Biography: Kevin Speina

Abstract

The non-reactive nature of aliphatic C-H bonds makes catalytic oxyfunctionalization, under ambient conditions profoundly difficult. Overcoming this challenge has the potential of transforming low cost, abundant hydrocarbons (i.e. methane, cyclooctane) into low cost precursor molecules capable of derivatization; an industrially advantageous enterprise. Fortunately, nature evolved enzymatic catalysts able to perform oxygenation onto relatively inert C-H bonds.
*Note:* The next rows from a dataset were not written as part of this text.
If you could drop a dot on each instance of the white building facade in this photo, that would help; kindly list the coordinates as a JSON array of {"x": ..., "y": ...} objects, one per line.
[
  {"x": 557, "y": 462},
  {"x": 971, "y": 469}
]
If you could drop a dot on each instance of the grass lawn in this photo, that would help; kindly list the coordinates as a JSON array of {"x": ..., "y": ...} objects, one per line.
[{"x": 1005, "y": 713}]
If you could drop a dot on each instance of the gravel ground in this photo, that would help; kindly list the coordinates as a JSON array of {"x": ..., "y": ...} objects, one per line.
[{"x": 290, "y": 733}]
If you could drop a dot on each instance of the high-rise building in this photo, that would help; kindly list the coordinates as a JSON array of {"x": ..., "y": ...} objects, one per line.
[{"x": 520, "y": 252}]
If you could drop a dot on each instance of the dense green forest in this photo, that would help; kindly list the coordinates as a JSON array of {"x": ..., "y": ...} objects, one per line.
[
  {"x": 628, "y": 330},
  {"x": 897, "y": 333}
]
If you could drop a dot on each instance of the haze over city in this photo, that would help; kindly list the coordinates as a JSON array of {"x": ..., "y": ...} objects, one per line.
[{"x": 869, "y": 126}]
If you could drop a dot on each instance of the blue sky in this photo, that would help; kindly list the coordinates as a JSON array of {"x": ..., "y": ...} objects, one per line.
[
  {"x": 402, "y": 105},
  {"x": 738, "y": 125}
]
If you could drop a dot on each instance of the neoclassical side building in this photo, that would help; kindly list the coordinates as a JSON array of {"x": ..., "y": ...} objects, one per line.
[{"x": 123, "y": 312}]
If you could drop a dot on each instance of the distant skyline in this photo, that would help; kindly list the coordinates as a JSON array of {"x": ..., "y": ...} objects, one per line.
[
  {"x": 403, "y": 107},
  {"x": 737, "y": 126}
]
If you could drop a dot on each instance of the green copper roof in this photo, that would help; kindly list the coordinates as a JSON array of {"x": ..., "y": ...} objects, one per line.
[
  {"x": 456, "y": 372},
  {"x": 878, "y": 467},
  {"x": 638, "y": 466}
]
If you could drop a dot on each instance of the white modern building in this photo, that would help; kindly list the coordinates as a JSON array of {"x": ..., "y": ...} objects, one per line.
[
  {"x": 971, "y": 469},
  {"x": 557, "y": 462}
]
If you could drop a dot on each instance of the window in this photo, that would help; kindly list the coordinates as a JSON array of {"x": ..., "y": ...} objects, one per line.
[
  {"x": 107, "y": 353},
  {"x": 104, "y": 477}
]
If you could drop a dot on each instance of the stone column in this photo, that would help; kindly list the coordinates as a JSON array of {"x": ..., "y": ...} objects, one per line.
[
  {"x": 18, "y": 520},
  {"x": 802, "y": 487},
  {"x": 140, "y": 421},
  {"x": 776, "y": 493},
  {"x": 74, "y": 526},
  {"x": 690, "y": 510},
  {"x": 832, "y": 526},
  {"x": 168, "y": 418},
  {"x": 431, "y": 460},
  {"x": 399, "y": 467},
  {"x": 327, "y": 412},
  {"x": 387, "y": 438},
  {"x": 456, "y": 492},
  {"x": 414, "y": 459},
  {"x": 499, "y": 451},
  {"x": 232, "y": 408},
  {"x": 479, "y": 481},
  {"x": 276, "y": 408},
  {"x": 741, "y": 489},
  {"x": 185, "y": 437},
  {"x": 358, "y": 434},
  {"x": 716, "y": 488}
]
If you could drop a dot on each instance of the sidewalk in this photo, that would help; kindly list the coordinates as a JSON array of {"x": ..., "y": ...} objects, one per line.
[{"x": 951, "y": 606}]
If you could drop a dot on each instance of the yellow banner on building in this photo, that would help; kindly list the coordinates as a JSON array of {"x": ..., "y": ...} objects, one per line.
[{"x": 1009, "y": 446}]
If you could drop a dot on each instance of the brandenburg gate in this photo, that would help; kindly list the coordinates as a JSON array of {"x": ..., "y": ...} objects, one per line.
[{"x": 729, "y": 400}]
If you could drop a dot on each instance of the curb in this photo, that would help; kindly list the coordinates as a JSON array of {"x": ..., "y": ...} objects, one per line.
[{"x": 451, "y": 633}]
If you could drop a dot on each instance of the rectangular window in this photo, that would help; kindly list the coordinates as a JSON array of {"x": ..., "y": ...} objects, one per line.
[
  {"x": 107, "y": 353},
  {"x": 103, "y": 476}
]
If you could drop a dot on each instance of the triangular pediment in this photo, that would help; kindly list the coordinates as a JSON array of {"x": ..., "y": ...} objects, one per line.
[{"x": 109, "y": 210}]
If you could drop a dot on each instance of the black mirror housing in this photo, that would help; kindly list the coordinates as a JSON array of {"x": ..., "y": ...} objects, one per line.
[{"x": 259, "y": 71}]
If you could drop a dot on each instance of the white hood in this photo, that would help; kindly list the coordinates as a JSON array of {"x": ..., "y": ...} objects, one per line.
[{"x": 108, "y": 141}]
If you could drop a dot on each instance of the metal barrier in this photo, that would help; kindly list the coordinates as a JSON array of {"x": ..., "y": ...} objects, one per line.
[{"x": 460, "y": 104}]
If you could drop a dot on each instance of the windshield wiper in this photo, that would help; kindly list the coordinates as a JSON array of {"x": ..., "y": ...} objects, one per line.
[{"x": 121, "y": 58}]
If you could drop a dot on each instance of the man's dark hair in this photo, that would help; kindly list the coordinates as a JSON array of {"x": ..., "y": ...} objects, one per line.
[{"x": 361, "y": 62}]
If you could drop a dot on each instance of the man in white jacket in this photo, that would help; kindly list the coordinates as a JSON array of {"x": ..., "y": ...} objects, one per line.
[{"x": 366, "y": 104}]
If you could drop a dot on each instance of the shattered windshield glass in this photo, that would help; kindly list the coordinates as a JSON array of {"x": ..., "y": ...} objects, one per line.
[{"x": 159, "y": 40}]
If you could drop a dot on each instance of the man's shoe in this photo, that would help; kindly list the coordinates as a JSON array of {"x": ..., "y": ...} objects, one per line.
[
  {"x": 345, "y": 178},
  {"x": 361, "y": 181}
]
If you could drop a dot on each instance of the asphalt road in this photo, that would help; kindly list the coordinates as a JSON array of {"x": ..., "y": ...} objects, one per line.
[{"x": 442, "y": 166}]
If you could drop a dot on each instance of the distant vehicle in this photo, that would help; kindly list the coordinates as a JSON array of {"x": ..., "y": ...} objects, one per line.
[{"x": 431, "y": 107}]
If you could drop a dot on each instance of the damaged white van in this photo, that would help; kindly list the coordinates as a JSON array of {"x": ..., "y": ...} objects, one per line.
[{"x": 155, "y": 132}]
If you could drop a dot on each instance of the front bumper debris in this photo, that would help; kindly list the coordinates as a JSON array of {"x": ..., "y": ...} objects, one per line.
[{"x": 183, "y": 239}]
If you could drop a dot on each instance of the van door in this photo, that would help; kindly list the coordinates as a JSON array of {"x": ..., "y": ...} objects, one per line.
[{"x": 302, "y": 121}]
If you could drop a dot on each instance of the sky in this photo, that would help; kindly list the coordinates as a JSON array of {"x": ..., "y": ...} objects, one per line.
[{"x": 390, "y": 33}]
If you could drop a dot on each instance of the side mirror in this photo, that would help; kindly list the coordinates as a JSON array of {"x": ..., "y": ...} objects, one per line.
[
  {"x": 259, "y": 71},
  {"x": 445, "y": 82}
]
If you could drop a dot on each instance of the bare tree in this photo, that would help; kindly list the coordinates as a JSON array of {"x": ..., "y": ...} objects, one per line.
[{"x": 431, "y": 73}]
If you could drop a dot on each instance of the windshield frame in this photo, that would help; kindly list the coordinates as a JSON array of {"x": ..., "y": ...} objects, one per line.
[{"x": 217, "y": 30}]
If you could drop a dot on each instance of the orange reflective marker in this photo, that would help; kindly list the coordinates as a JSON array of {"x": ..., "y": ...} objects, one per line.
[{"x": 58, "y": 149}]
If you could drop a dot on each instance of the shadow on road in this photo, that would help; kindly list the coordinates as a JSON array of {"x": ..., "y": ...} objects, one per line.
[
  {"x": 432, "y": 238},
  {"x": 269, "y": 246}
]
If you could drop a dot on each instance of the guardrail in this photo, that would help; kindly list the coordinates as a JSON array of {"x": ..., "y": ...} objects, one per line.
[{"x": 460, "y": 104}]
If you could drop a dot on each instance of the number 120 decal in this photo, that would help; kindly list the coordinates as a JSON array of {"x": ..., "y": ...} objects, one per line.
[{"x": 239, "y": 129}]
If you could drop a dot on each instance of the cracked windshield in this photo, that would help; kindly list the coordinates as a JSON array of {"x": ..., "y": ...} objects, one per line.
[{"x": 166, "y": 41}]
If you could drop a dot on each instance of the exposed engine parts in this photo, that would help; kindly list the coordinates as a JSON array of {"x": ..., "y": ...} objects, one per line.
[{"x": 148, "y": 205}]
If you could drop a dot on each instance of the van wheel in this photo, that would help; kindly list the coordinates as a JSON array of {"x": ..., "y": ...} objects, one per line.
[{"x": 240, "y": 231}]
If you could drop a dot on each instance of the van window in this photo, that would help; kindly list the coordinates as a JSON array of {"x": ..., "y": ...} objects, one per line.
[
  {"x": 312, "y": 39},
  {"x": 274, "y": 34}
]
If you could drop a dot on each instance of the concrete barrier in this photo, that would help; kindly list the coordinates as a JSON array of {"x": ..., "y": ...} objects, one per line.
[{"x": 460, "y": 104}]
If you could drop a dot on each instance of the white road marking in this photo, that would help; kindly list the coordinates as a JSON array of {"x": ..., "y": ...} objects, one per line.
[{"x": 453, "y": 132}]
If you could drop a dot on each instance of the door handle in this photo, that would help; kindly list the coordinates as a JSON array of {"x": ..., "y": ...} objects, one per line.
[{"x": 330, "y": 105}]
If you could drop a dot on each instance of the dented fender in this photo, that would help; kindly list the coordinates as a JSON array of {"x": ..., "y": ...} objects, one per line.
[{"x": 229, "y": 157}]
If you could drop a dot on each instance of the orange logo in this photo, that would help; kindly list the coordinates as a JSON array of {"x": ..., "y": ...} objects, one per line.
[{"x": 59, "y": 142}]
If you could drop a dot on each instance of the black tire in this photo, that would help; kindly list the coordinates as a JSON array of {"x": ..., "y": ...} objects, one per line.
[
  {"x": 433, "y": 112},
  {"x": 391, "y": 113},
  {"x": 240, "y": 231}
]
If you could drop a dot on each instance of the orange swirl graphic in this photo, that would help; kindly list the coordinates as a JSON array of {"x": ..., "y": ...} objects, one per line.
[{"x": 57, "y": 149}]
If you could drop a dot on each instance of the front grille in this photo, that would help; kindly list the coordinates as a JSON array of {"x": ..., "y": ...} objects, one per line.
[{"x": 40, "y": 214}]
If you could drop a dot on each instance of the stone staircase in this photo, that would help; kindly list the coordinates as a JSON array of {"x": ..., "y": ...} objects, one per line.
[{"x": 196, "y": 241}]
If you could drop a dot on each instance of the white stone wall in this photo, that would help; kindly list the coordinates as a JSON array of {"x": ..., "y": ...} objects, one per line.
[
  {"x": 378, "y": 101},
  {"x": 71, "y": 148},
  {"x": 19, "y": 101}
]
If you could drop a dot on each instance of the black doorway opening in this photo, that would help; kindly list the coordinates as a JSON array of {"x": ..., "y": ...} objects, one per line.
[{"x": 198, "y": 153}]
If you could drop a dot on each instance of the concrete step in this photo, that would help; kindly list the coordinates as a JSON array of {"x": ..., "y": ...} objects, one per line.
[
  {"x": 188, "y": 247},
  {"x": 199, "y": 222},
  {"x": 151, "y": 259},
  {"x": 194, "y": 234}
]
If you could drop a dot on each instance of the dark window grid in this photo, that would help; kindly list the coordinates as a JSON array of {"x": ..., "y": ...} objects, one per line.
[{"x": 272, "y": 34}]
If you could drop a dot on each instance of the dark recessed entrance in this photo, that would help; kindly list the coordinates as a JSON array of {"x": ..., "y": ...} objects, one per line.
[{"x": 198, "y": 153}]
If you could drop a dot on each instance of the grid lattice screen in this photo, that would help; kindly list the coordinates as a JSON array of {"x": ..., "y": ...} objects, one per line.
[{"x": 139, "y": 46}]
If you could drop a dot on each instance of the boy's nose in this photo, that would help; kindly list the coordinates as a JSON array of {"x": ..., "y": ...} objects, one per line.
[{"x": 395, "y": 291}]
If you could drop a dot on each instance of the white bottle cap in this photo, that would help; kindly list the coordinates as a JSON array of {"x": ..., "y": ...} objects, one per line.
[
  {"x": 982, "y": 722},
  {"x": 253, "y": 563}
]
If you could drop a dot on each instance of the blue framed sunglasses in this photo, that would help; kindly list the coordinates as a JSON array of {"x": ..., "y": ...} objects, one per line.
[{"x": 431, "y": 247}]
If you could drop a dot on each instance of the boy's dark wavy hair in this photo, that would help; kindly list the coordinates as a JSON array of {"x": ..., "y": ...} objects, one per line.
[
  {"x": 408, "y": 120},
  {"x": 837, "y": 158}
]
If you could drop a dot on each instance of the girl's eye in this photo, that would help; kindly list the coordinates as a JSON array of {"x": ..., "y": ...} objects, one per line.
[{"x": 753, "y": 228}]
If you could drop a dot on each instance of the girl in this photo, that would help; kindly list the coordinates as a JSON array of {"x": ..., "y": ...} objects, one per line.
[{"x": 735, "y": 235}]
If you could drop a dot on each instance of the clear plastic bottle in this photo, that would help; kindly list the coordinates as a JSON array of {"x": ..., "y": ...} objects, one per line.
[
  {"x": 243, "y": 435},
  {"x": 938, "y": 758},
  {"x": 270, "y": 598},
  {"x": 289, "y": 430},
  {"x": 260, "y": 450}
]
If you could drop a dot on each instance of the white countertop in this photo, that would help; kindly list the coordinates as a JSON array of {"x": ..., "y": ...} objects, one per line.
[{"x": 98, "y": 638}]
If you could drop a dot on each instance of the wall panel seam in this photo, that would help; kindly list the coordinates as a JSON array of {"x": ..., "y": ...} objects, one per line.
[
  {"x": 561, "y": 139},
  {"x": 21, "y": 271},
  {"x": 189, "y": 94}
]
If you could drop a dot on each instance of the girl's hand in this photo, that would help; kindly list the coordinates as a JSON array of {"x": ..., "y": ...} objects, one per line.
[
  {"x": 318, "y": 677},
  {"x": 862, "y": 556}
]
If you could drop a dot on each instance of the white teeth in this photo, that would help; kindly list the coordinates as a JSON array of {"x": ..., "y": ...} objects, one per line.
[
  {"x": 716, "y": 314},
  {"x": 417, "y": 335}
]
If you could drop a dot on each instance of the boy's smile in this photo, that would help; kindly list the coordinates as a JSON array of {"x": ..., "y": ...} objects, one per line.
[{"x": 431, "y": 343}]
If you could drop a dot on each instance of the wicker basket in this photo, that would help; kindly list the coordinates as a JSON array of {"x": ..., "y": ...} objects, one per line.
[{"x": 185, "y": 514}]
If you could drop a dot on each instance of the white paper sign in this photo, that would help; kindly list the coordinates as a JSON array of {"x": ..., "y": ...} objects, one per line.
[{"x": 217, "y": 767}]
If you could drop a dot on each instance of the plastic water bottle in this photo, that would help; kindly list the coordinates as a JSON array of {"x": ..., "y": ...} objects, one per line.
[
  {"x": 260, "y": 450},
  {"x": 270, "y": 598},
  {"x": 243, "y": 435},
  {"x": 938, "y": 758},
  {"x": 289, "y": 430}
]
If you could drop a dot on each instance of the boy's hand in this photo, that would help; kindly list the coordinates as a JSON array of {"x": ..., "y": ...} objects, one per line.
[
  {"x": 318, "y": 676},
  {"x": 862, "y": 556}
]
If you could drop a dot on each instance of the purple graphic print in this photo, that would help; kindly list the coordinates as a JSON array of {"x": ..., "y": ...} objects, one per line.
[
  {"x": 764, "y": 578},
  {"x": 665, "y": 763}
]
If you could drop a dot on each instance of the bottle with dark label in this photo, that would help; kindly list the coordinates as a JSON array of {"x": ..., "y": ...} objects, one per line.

Cytochrome P450s (P450) are a class of monooxygenases that incorporate molecular oxygen onto aliphatic C-H bonds with remarkable regio- and stereoselectivity. Unfortunately, P450 enzymes require a prohibitively expensive cofactor NAD(P)H and reductases to perform oxyfunctionalization reactions. A class of enzymes known as fungal aromatic peroxygenases (APOs) circumvents this limitation by using H₂O₂ as a co-substrate to generate the iron (IV) oxo porphyrin cation radical intermediate for C-H functionalization. APO enzymes are stable, extracellular, glycosylated proteins that have no sequence homology to P450 analogs yet have enhanced reactivity to P450 enzymes. Herein, a recently identified APO from Marasmius rotula [MroAPO] was found to be stable in the presence of organic solvents such as acetonitrile and acetone (up to 50v%). Even more remarkable is its propensity to form ketones from alkanes in high yields. Simply by adding 0.05% mol of MroAPO in acetone with excess oxidant, alkane substrates such as cyclooctane and decane are transformed to the corresponding ketone products with 90+% yield. A total turnover number (TTN) of 50000 was calculated for cyclooctane oxidation. This is the second highest TTN reported for cyclooctane. Astonishingly, enzymatic reactions with C10-C6 linear alkanes results in the 2-ketone product, with minute amounts of side products. The 2-ketone products are desirable for the fragrance and food industries. Thus, the reactions catalyzed by MroAPO enzymes have promising biotechnical potential insofar their versatility is unmatched to any known catalyst.